Strength cannot be redistributed, but I can see few hard limits on who can decide to develop strength, once everyone else is prevented from ganging up on them. The poor are not oppressively prevented from using their powers, they're prevented from developing them in the first place.

3 comments:

Jehu said...

There are two types of poverty, although one is very rare in the US presently, although perhaps not for very much longer.
The first type is what I'll call 'functional' poverty. Poor people in this position can be helped through fairly ordinary means---e.g., helping them get a job or get through a rough time. Charities do a very good job of dealing with these cases, which is why they're very rare in the US right now. The second kind is dysfunctional poverty, which is poverty that is the result of another major dysfunction. This is what most of the poverty in the US is now.
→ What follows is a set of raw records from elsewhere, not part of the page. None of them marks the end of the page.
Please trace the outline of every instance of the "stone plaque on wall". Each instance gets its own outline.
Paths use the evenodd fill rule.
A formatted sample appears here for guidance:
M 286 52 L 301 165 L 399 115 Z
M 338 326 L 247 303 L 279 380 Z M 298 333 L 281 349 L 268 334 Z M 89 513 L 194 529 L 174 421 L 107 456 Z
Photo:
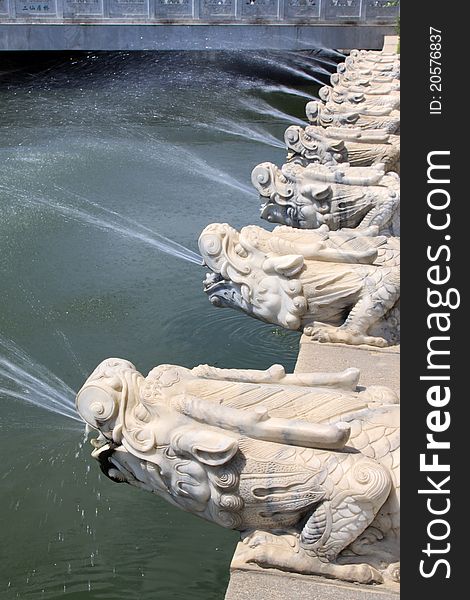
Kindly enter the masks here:
M 0 0 L 0 15 L 7 15 L 9 12 L 8 0 Z
M 103 0 L 64 0 L 64 17 L 102 17 Z
M 366 18 L 376 19 L 396 19 L 398 17 L 399 3 L 393 3 L 390 0 L 366 0 L 365 10 Z
M 359 19 L 361 0 L 324 0 L 327 19 Z
M 108 10 L 109 16 L 116 19 L 147 18 L 149 0 L 108 0 Z
M 264 19 L 278 17 L 278 0 L 238 0 L 240 13 L 244 19 Z
M 201 19 L 205 17 L 235 17 L 236 0 L 202 0 Z
M 287 19 L 318 19 L 321 0 L 285 0 L 284 11 Z
M 155 0 L 155 16 L 159 19 L 192 17 L 193 0 Z
M 7 2 L 5 4 L 8 6 Z M 15 0 L 16 18 L 21 17 L 55 17 L 57 13 L 56 0 L 46 0 L 45 2 L 21 2 Z

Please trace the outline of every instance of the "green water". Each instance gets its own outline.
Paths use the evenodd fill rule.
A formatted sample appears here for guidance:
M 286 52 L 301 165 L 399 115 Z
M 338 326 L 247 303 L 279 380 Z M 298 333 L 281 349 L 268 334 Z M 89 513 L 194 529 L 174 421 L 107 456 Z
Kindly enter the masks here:
M 267 226 L 250 172 L 285 151 L 208 125 L 282 140 L 250 103 L 302 117 L 306 98 L 263 86 L 313 82 L 259 56 L 2 58 L 0 336 L 28 369 L 72 390 L 109 356 L 292 370 L 298 334 L 212 307 L 204 269 L 126 219 L 193 252 L 209 222 Z M 236 533 L 101 477 L 79 422 L 0 389 L 1 598 L 223 598 Z

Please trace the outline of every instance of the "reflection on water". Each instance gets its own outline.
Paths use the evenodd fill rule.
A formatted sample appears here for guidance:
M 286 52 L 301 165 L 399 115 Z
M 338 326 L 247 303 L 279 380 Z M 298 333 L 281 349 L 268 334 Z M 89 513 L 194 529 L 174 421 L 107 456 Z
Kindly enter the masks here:
M 255 319 L 250 320 L 249 327 L 246 327 L 248 317 L 243 313 L 229 308 L 211 308 L 213 310 L 205 311 L 197 319 L 194 319 L 191 307 L 183 309 L 168 320 L 165 330 L 168 335 L 172 331 L 180 332 L 183 338 L 184 332 L 191 331 L 195 339 L 207 338 L 210 331 L 217 331 L 217 336 L 224 340 L 225 347 L 233 349 L 233 358 L 230 360 L 229 353 L 229 362 L 225 360 L 224 367 L 253 368 L 251 365 L 254 361 L 270 366 L 277 360 L 282 362 L 286 370 L 293 370 L 298 352 L 297 332 Z M 184 339 L 178 340 L 178 336 L 175 336 L 175 342 L 178 346 L 184 345 Z M 249 361 L 246 360 L 247 356 L 250 357 Z M 211 361 L 207 359 L 205 362 L 220 366 L 221 360 L 214 354 Z
M 282 163 L 285 119 L 303 119 L 305 98 L 339 60 L 327 51 L 5 59 L 2 598 L 223 597 L 237 535 L 103 480 L 73 390 L 109 356 L 143 373 L 160 363 L 292 370 L 297 333 L 211 306 L 197 238 L 213 221 L 266 226 L 251 170 Z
Back in the Depression it was mostly functional poverty. Perhaps in our coming new and improved Depression we'll see a lot of it again.

Alrenous said...

I see power centres, e.g. the state, intentionally increasing dysfunctional poverty. Would you agree?

Jehu said...

Alrenous,
Certainly we've aggravated the dysfunctional poverty problem---mody notably by promoting single motherhood and perverse incentives. But a lot of the residual is the result of bona fide mental illness.